Der Deutsche Lausbub in Amerika: Erinnerungen und Eindrücke. Band 2 (von 3)

Part 7

Chapter 73,388 wordsPublic domain

In dem Schlamm des schmalen Weges aber, bei einem Grasbüschel hier, in einer kleinen Bodensenkung dort, an Baumstämmen glitzerten gelbmetallisch blanke Patronenhülsen und mehrten sich zu vielen Hülsenhäuflein, als wir uns vorwärtsarbeiteten. Unser Lachen und Geschwatze war plötzlich verstummt. Ein zertrampelter grauer Schlapphut lag am Weg -- dort eine Wolldecke -- dort ein Tornister, von dessen Segeltuchbraun tiefdunkel und bedeutungsvoll rostfarbene große Flecke scharf abstachen. Und da leuchtete aus tiefem Gras und dornigem Gestrüpp blanke Erde, frisch aufgeworfen, und aus den lehmigen Erdschollen ragte Griff und Klinge eines Offizierssäbels. Ungeschickte Hände hatten das Soldatengrab mit Steinen und Holzstückchen umrahmt. Man sah der Arbeit die hastende Eile an. Ein zweites Hügelchen frischer Erde kam, ein drittes; Dutzende jetzt auf einmal. Ein Hut lag auf dem einen, ein Reiterhandschuh auf dem andern, ein Symbol zum Wiedererkennen auf jedem ...

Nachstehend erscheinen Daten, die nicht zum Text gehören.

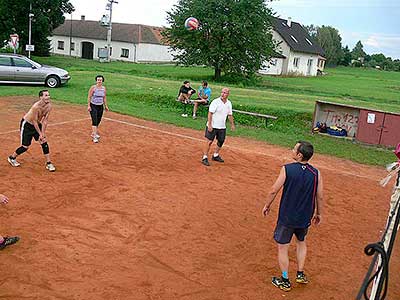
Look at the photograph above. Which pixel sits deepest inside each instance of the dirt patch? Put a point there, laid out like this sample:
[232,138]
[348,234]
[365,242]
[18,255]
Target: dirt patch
[138,217]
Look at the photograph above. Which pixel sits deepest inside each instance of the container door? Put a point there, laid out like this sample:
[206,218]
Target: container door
[390,131]
[370,125]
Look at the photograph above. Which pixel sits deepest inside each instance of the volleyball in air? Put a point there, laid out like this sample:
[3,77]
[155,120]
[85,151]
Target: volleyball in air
[191,23]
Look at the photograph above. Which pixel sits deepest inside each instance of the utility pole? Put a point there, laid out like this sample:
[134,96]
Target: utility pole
[109,7]
[31,15]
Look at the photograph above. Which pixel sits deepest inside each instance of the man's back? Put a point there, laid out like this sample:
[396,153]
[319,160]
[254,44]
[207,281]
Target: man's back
[298,197]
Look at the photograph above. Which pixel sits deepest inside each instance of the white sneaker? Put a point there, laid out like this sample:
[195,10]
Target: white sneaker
[13,162]
[50,167]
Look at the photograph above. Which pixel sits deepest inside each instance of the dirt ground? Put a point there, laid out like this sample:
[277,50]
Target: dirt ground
[137,216]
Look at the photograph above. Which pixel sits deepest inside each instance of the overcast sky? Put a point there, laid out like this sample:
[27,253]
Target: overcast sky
[375,22]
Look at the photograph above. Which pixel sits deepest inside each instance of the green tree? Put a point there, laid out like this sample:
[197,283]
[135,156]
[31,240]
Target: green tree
[346,58]
[358,51]
[47,16]
[233,37]
[331,41]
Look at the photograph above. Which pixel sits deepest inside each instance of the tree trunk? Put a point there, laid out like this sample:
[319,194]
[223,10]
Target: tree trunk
[217,73]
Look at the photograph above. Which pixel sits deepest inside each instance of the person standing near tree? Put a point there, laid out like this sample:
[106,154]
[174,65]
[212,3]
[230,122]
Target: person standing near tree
[34,125]
[219,110]
[301,204]
[97,102]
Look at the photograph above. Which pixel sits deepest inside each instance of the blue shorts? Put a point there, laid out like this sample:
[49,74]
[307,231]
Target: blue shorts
[283,234]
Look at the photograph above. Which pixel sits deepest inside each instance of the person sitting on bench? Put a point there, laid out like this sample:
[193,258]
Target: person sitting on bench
[185,92]
[204,94]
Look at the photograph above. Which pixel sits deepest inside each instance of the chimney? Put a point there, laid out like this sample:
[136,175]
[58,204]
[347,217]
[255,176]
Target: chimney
[289,22]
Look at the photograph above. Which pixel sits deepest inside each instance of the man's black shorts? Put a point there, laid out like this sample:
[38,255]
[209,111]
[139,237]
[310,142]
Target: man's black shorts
[283,234]
[220,134]
[28,131]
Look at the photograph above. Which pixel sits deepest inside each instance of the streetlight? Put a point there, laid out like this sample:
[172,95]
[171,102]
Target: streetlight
[31,15]
[109,7]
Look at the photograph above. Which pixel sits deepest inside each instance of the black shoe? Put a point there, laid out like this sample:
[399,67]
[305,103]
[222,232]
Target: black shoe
[205,162]
[283,284]
[217,158]
[8,240]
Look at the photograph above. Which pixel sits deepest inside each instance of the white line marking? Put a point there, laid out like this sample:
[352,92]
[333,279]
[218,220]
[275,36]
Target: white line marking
[227,146]
[53,124]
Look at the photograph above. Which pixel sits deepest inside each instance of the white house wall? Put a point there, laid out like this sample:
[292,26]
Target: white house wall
[137,53]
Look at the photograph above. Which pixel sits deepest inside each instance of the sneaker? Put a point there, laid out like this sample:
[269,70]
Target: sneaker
[205,162]
[301,278]
[50,167]
[13,161]
[284,285]
[8,240]
[217,158]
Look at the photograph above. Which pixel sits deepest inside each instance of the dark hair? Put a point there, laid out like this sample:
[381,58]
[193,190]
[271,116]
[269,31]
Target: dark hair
[306,149]
[41,92]
[101,76]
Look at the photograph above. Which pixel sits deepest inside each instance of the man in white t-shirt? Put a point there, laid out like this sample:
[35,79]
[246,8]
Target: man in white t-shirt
[219,109]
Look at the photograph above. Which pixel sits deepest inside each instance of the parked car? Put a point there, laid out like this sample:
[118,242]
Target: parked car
[16,68]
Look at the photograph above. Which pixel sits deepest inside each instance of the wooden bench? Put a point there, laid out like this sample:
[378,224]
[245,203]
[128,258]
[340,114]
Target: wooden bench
[256,115]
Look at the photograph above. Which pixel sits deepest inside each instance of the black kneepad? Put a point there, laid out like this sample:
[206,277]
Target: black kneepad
[45,148]
[21,150]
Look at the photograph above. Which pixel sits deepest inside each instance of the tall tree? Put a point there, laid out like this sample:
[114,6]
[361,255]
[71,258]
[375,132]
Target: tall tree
[47,16]
[234,35]
[331,41]
[358,51]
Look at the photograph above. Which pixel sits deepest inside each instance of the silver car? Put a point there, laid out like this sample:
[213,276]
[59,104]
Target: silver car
[16,68]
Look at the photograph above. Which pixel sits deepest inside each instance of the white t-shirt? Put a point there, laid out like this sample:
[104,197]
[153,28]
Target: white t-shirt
[220,111]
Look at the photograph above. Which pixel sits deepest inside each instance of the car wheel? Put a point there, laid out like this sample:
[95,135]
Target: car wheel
[52,81]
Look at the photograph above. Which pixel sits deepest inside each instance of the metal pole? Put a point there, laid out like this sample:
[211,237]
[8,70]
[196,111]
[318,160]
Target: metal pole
[30,28]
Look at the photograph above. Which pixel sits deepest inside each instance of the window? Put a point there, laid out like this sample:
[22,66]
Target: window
[124,52]
[296,61]
[5,61]
[21,63]
[60,45]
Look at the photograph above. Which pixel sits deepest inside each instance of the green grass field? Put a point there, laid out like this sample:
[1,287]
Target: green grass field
[148,91]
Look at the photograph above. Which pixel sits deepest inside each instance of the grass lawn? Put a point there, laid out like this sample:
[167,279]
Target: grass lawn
[148,91]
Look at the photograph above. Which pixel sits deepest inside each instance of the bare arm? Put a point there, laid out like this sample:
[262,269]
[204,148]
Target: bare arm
[274,191]
[209,121]
[230,117]
[105,99]
[319,203]
[90,94]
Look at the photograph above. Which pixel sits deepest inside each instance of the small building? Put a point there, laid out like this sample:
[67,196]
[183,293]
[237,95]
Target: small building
[129,42]
[299,54]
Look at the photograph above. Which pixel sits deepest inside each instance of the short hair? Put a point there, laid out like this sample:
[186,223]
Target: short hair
[306,149]
[99,76]
[41,92]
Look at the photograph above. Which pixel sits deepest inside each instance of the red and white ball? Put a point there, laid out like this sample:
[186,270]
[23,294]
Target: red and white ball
[191,23]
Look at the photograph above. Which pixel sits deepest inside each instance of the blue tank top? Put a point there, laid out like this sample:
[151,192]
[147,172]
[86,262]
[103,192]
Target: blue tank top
[98,96]
[299,194]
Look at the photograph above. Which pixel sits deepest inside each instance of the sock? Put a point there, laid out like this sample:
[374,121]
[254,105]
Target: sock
[285,275]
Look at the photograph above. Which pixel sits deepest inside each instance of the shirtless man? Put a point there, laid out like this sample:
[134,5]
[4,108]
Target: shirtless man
[34,125]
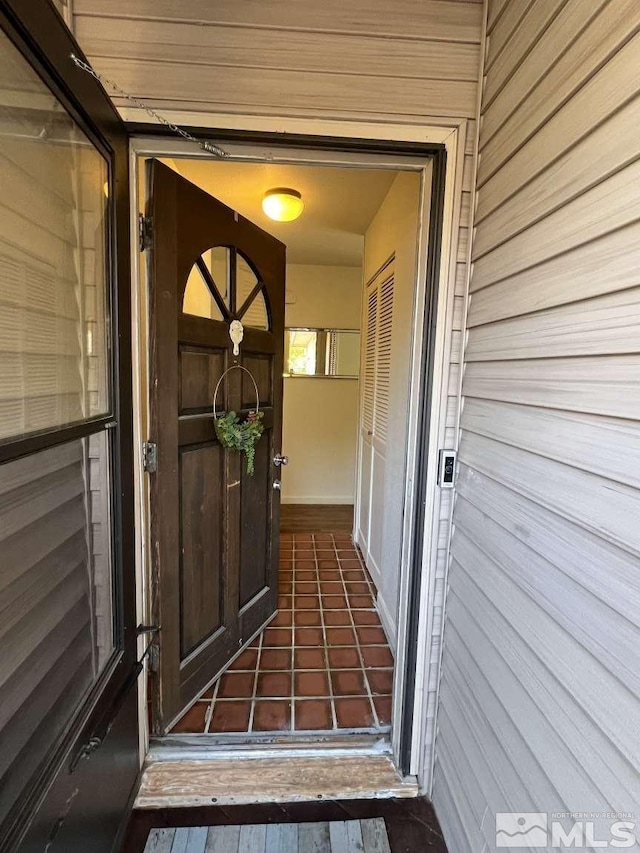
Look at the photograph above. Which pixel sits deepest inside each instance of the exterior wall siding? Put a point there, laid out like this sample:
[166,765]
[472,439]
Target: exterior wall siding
[539,700]
[371,61]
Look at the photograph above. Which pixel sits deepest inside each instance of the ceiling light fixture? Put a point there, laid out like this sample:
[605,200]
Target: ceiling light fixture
[282,204]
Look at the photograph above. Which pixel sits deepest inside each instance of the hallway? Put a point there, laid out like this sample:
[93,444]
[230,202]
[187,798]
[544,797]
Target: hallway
[322,665]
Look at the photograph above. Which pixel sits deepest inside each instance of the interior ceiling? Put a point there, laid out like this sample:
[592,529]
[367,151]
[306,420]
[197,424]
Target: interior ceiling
[339,203]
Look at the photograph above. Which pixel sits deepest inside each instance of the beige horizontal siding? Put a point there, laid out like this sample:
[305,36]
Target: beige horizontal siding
[539,704]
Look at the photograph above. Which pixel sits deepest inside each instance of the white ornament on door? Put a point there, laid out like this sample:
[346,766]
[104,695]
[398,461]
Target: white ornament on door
[236,333]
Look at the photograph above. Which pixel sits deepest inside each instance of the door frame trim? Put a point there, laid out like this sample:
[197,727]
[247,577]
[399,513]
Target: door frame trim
[339,142]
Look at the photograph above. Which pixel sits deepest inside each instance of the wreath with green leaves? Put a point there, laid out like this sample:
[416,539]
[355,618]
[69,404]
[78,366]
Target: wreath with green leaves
[235,433]
[240,435]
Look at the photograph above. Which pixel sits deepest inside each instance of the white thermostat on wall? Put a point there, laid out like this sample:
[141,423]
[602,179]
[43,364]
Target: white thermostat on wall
[447,469]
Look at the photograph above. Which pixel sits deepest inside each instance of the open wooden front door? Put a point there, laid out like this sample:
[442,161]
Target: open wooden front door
[214,527]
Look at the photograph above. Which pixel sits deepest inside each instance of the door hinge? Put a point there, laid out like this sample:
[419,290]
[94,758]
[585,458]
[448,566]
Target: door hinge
[150,456]
[153,657]
[145,232]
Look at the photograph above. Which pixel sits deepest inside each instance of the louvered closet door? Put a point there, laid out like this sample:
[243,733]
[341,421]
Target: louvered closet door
[366,417]
[374,428]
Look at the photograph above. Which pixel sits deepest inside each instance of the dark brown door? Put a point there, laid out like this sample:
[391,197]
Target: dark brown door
[214,526]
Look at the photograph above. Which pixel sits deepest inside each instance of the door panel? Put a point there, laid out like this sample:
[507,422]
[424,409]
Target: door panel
[201,484]
[214,527]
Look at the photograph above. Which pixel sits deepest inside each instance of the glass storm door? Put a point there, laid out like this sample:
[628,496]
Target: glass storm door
[68,710]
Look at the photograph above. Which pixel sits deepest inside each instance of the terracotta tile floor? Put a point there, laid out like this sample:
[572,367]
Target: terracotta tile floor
[323,664]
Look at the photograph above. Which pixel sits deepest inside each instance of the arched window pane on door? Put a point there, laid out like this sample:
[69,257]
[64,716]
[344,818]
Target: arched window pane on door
[207,289]
[222,284]
[256,315]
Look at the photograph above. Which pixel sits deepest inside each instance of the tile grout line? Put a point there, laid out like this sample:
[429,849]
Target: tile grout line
[255,685]
[357,640]
[327,669]
[292,689]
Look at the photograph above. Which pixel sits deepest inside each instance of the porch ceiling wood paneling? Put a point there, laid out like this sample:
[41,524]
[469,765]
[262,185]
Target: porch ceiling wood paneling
[540,698]
[381,61]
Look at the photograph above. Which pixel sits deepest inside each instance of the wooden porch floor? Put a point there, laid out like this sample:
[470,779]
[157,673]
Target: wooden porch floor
[411,827]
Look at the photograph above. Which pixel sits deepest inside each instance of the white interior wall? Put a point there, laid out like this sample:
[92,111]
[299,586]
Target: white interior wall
[320,418]
[539,705]
[393,231]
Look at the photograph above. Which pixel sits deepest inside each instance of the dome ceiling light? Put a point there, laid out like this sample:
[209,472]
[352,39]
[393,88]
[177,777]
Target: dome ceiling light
[282,204]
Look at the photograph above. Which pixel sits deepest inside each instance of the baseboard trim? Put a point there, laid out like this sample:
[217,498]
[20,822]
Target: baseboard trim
[315,500]
[388,623]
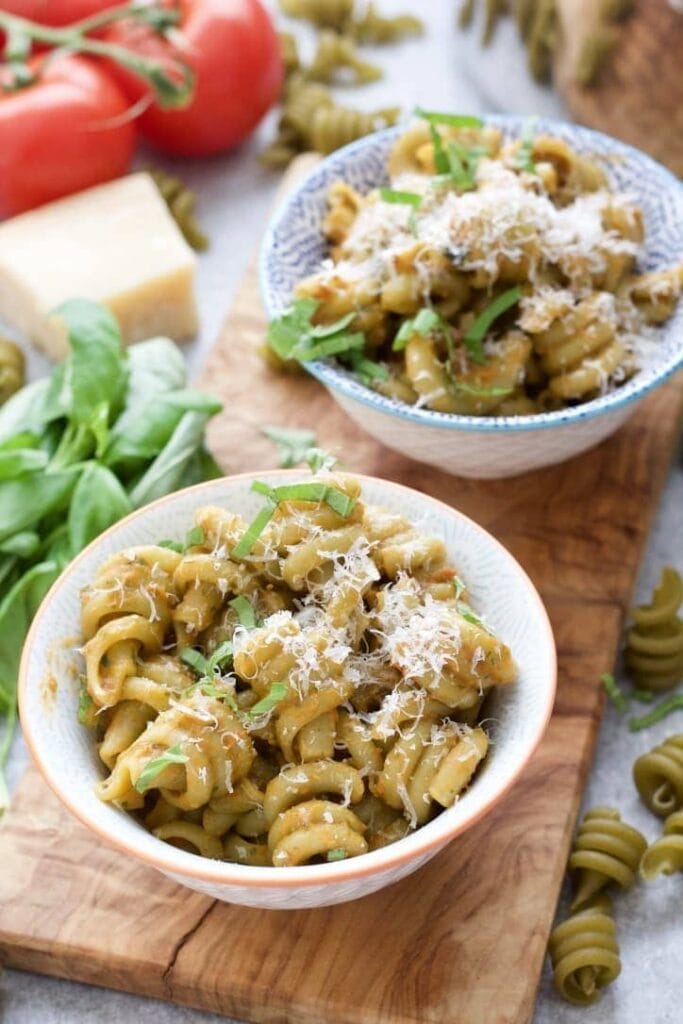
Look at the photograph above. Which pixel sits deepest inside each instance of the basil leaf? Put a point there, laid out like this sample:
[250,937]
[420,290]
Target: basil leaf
[292,443]
[95,371]
[166,472]
[455,120]
[97,502]
[275,694]
[245,611]
[402,198]
[16,462]
[154,768]
[477,332]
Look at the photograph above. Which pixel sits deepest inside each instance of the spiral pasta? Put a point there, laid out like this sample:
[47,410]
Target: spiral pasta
[653,646]
[12,369]
[658,776]
[302,691]
[585,953]
[605,850]
[665,856]
[492,276]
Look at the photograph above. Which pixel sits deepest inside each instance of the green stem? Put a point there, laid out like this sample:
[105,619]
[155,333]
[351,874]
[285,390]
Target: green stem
[171,89]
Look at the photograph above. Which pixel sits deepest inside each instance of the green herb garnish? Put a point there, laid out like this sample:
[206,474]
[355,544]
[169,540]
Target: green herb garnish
[477,332]
[523,158]
[423,324]
[276,693]
[245,611]
[339,853]
[173,756]
[455,120]
[615,694]
[402,198]
[662,711]
[292,442]
[317,492]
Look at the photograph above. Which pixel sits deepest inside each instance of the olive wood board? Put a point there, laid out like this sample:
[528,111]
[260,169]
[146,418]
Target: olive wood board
[463,939]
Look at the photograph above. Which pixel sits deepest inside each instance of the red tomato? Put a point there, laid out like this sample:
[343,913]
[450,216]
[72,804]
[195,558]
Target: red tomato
[63,133]
[55,12]
[233,50]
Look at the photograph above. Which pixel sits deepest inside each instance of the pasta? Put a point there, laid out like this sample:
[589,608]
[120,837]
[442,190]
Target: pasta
[665,856]
[492,278]
[585,953]
[303,688]
[181,202]
[653,649]
[605,850]
[658,776]
[11,369]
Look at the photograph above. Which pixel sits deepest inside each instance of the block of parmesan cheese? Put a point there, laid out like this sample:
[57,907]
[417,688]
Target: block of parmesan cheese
[116,244]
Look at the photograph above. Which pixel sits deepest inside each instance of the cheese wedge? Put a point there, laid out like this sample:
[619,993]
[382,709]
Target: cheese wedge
[116,244]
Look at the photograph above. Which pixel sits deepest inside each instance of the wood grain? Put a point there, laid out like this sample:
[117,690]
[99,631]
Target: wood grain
[639,97]
[462,940]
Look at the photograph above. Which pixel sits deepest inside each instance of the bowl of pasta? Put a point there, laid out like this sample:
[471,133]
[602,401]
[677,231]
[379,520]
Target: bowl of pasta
[485,295]
[286,692]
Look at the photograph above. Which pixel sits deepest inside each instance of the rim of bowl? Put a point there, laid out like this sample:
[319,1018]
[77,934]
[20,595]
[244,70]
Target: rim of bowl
[245,876]
[339,380]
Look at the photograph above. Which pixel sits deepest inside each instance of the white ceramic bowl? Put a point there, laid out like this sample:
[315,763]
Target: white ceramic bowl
[66,753]
[479,446]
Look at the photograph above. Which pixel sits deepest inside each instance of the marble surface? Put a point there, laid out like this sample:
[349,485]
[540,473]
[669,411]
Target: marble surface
[441,71]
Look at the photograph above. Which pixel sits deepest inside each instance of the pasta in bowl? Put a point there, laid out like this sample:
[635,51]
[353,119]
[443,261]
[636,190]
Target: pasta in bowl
[291,714]
[463,282]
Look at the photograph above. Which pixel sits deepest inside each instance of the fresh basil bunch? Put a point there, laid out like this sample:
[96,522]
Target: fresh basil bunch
[109,431]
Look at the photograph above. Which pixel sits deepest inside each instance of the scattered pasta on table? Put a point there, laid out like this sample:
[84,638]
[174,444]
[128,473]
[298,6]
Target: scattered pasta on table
[302,688]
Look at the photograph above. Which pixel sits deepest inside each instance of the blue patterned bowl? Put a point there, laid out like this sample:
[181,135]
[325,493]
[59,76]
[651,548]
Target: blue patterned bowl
[478,446]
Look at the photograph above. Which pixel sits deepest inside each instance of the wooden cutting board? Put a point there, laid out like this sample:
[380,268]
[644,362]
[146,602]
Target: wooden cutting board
[462,940]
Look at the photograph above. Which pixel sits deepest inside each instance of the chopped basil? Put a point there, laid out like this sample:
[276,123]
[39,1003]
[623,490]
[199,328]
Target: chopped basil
[662,711]
[403,198]
[477,332]
[524,158]
[173,756]
[293,444]
[455,120]
[337,500]
[425,322]
[197,662]
[194,537]
[276,693]
[337,854]
[613,691]
[245,611]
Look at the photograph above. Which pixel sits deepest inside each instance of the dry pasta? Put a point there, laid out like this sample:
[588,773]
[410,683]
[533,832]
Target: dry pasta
[493,276]
[653,648]
[291,691]
[605,850]
[665,856]
[658,776]
[585,953]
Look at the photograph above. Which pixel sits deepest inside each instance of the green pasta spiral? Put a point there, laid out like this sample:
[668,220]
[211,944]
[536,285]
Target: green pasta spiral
[665,856]
[585,953]
[653,650]
[181,202]
[605,850]
[11,369]
[658,776]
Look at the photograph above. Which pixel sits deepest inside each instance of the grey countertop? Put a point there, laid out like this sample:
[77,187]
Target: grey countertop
[441,71]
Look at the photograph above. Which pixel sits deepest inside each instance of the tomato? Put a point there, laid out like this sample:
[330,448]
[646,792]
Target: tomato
[62,133]
[55,12]
[233,50]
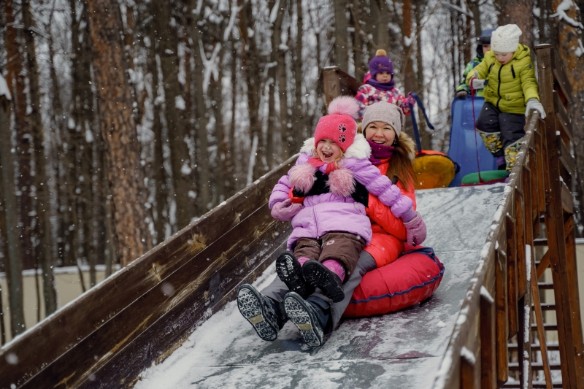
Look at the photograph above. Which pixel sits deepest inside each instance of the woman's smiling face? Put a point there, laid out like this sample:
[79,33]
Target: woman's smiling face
[328,151]
[381,133]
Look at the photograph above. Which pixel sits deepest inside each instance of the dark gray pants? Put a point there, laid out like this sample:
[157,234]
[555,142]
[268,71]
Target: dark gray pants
[277,291]
[509,125]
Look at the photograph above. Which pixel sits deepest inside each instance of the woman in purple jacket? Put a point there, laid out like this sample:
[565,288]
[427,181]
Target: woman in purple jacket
[324,196]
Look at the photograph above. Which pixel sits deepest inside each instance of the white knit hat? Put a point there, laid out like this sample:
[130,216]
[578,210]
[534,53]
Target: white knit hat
[383,111]
[505,39]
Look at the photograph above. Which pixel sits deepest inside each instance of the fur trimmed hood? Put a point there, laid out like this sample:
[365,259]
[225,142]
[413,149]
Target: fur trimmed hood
[359,149]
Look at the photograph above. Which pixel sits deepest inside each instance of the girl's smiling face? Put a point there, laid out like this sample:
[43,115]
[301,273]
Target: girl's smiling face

Feierlich und langsam erhob der Major die Rechte zum Hut und grüßte, hochaufgerichtet, kerzengerade, als sei er auf Parade, die Männer, die da unter dem Boden lagen, gestorben für ihr Land. Ein jeder von uns verstand. Alle Hände hoben sich zum Salut für die toten Rauhen Reiter.

Wir waren bei La Quasina.

Dicht bei den Gräbern kampierten wir in dieser Nacht. Im Dämmerungsgrauen, als ich die Wache beim Instrument hatte, meldete der Draht: »Der kommandierende General wird morgen sein Hauptquartier in die Vorposten verlegen. Das Signaldetachement erwartet den General auf der Straße von La Quasina-El Pozo, an einem Punkt, der telegraphisch mitgeteilt werden wird. Die Linie ist bis tausend Yards über La Quasina hinaus fertigzustellen.«

Ich weckte den Major.

»Das hätte Zeit gehabt bis zur Reveille ...« brummte er.

* * * * *

»=Señor!=«

»=Señores!=«

»Ich -- Kohlenmann -- Keywestdampfer ... drei Jahr, =damn= -- ich fein Englisch sprechen ---- «

»Ein klein Biskuit, =señor=, please!«

»=Eviva el Cuba Libre= und gut' =Americanos=« -- und eine Skeletthand steckte mir eine kohlschwarze Riesenzigarre in den Mund.

»=Plenty= Hunger -- Biskuits =bueno=, aber nix gut die amerikanisch' Speck ... =damn= Speck --«

Sie zeterten und schrien und kreischten und gestikulierten. »Piff, piff!« zischte der eine, mit den Händen die Gebärde des Anlegens und Zielens machend, »hé -- piff, piff, piff, piff ... o -- hé. =Espagnoles= dort« (er deutete in den Busch) -- =Americanos= piff, piff, 'urrah, viel 'urrah, viel laufen, =Espagnoles= weg. =Plenty bueno!=« Ein anderer brüllte: »Da -- da vorne -- =Señores= werden sehen -- der =commandante= -- der große Garcia -- =el liberator= ...«

Wir standen und starrten. Das also waren kubanische Insurgenten, und so sahen begeisterte Freiheitskämpfer aus und so schnatterten sie, die Heroen, die den Tod dem Knechttum vorzogen. Achtundvierzig Stunden später überzeugten wir uns, ein wie erbärmlich feiges und faules Gesindel diese berühmten, todesmutigen Freiheitskämpfer in Wirklichkeit waren. Aber wenn ich schaudernd an die traurigen Gestalten denke, so möchte ich die überharten Worte bedauern, mit denen wir vollsaftigen, kraftvollen Männer damals die ausgehungerten Männlein überschütteten. Sie taugten ja nicht zum Kämpfen und Arbeiten. Das waren keine Menschen mehr. Nicht einmal Tiere. Sondern wandernde Skelette. Sie hatten sich ein Lager in den Busch hineingehauen und aus Zweigen ein dürftiges Obdach zusammengeflickt. In Fetzen schlotterten ihnen die Jacken und die Hosen aus schmutziggrauem, dünnem Baumwollstoff um die abgemagerten Glieder, und viele hatten nicht einmal eine Jacke, sondern liefen mit bloßem Oberkörper umher. So winzig, so krank, so schwach sahen die kleinen Männlein aus, die viele Monate lang Tag für Tag gehungert hatten, daß ich mir dachte:

Ein einziger Faustschlag, und nicht einmal ein kräftiger, und =Señor Insurgente= ist außer Gefecht gesetzt!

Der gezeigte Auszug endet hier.